Remedying the API gateway

To expose our internal services to the outside world, we use what is known as an API Gateway. This is a central point of contact for the outside world to access the services Envato Market uses behind the scenes. Taking this approach allows authors to leverage the information and functionality Envato provides on its marketplaces within their own applications without duplicating or managing it themselves. It also benefits customers who want to programmatically interact with Envato Market for their purchases instead of using a web browser.

The old API gateway

The previous generation API gateway was a bespoke NodeJS application hosted in AWS. It was designed to be the single point of contact for authentication, authorisation, rate limiting and proxying of all API requests. This solution was conceived one weekend as a proof of concept and was quickly made ready for production in the weeks that followed.

This solution worked well and allowed Envato to expose a bunch of internal services via a single gateway, removing the need to know which underlying service it was connecting to and how to query it correctly.

Here is an overview of how the infrastructure looked:

Whilst building a Ruby client for the Envato API I noticed some niggling issues that I fixed internally however throughout the whole process, I was getting intermittent empty responses from the gateway. This was annoying but at the time I didn’t think much of it since my internet connection could have been to blame and there wasn’t any evidence of this being a known issue.

March 2016 saw Envato experience a major outage on the private API endpoints due to a change that incorrectly evaluated the authorisation step, resulting in all requests getting a forbidden response. You can read the PIR for full details however during this outage we had many of our authors get in touch and conveyed their justified frustrations. Due to this incident, we implemented a bunch of improvements to the API and created some future tasks to address some issues that weren’t user facing but would help us answering some questions we had about the reliability of our current solution.

Following on from these discussions, in April a couple of our elite authors got in touch regarding some ongoing connectivity issues with the API. They were experiencing random freezes in requests that would eventually just time out without a response or warning. During the conversations, they also mentioned they would see an occasional empty body in the responses. We spent a great deal of time investigating these reports and working with the elite authors to help mitigate the issue as much as possible. We finally managed to trace down some problematic requests and begin trying to replicate the issue locally.

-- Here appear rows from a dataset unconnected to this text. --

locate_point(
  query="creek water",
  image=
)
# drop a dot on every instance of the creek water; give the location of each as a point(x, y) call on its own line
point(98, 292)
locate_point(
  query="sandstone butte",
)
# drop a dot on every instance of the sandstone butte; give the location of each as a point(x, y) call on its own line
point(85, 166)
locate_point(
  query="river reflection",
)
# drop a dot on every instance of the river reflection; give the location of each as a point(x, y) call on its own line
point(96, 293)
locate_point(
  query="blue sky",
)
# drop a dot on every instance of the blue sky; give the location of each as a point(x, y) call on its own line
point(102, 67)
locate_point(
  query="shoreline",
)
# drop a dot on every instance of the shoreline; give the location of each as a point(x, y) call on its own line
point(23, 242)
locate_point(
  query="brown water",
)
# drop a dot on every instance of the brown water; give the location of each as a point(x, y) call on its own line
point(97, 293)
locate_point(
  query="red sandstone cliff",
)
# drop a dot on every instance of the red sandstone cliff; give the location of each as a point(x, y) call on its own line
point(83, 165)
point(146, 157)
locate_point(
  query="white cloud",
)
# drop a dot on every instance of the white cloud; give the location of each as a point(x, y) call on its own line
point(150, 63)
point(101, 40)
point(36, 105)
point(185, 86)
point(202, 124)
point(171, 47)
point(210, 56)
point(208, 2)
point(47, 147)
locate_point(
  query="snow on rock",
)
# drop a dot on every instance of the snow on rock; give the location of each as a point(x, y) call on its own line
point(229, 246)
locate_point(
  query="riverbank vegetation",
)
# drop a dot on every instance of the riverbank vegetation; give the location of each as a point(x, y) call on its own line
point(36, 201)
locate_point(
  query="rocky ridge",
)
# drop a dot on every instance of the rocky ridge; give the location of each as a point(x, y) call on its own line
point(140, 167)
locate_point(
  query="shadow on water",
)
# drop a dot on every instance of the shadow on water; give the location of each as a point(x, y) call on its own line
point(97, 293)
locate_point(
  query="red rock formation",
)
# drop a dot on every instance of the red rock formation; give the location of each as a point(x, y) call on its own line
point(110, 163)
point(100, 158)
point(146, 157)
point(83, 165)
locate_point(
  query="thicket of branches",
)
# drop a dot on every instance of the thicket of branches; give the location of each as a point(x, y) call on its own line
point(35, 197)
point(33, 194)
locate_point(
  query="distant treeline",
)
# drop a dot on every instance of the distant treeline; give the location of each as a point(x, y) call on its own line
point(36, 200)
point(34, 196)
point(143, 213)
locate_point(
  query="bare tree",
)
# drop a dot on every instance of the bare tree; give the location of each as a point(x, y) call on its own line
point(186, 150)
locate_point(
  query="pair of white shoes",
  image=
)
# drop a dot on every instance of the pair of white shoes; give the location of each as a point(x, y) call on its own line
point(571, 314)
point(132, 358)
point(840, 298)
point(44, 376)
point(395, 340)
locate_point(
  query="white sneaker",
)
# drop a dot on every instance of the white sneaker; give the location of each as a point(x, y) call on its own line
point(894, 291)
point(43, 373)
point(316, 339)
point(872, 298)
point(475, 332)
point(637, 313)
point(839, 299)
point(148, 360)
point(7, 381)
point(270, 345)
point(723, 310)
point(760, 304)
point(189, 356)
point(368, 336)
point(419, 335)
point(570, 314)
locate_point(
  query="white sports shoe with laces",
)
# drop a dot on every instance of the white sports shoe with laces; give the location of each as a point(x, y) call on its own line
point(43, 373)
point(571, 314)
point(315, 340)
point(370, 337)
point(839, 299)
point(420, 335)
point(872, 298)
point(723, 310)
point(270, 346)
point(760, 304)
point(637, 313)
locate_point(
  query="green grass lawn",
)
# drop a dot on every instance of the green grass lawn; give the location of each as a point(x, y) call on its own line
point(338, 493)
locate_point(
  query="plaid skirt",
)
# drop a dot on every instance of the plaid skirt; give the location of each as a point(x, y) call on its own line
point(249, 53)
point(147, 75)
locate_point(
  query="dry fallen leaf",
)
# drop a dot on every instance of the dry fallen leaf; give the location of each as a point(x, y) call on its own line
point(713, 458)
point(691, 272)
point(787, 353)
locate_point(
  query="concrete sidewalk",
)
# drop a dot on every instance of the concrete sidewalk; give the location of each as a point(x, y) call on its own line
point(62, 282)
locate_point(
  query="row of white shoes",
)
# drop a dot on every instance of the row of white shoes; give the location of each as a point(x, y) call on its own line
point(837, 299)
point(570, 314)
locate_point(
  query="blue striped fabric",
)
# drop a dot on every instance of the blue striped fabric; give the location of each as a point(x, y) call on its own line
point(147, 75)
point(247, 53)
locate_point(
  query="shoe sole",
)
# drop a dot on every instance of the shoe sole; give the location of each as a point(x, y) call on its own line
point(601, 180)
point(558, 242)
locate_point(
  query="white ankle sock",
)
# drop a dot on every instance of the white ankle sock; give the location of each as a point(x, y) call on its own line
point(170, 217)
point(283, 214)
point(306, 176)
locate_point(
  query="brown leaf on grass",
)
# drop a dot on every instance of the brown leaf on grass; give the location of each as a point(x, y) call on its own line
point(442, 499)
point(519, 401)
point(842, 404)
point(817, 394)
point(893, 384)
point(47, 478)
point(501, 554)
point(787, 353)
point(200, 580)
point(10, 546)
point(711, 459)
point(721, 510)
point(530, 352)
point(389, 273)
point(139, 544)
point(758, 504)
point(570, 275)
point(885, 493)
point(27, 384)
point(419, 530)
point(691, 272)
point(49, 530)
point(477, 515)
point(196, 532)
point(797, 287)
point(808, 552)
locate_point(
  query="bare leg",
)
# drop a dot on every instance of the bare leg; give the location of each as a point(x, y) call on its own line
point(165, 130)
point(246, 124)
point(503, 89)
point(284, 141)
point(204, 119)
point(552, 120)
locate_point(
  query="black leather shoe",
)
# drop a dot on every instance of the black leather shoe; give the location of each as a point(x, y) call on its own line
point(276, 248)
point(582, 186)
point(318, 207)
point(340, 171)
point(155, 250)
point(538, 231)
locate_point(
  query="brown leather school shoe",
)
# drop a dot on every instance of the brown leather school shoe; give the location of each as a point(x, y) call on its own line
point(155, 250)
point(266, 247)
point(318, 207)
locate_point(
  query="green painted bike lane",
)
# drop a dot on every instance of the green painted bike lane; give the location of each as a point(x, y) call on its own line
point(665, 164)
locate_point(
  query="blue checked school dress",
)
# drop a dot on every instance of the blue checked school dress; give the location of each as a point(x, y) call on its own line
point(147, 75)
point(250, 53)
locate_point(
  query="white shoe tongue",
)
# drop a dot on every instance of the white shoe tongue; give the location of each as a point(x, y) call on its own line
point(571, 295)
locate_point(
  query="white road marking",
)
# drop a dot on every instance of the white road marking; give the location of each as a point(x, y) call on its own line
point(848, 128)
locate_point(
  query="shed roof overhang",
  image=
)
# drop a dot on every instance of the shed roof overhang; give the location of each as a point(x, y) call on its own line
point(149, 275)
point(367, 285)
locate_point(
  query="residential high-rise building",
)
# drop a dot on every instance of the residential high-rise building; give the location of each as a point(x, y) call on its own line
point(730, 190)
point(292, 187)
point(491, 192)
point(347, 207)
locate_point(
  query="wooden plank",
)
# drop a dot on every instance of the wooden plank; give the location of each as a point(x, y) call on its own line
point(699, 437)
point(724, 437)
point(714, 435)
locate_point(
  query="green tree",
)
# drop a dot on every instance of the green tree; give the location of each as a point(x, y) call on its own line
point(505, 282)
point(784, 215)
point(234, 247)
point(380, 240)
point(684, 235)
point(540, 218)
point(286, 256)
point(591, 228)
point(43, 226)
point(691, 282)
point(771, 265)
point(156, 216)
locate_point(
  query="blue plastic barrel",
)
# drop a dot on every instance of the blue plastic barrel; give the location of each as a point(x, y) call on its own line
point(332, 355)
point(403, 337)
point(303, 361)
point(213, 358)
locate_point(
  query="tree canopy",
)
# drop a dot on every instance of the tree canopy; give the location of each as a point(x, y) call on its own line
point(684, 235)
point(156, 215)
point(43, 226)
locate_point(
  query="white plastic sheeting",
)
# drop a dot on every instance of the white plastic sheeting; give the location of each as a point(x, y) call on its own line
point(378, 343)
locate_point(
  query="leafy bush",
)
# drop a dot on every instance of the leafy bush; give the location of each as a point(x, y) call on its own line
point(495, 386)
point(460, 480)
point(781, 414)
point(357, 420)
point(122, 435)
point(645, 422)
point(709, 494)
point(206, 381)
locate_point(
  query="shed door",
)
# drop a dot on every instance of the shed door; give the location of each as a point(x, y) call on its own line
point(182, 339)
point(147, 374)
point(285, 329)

Even though we were able to eventually reproduce the issue locally, it was very difficult to isolate the exact cause of the problem for a number of reasons:

  • The single API gateway application had so many responsibilities and tracing requests showed it crossing concerns at every turn.
  • We were using third party libraries for various parts of functionality, however the versions we were running were quite old and included many custom patches we added along the way to fit our needs.
  • The proxying functionality (used for sending requests to the backends) didn’t perform a simple passthrough. There was a great deal of code covering discrepancies in behaviour between backends and the content was rewritten at various stages to conform to certain expectations.

All of the above points were made even more difficult since we have very little in-house support for NodeJS and those who are familiar with it are primarily working on the front end components, not the backend so this was a new concept for them too.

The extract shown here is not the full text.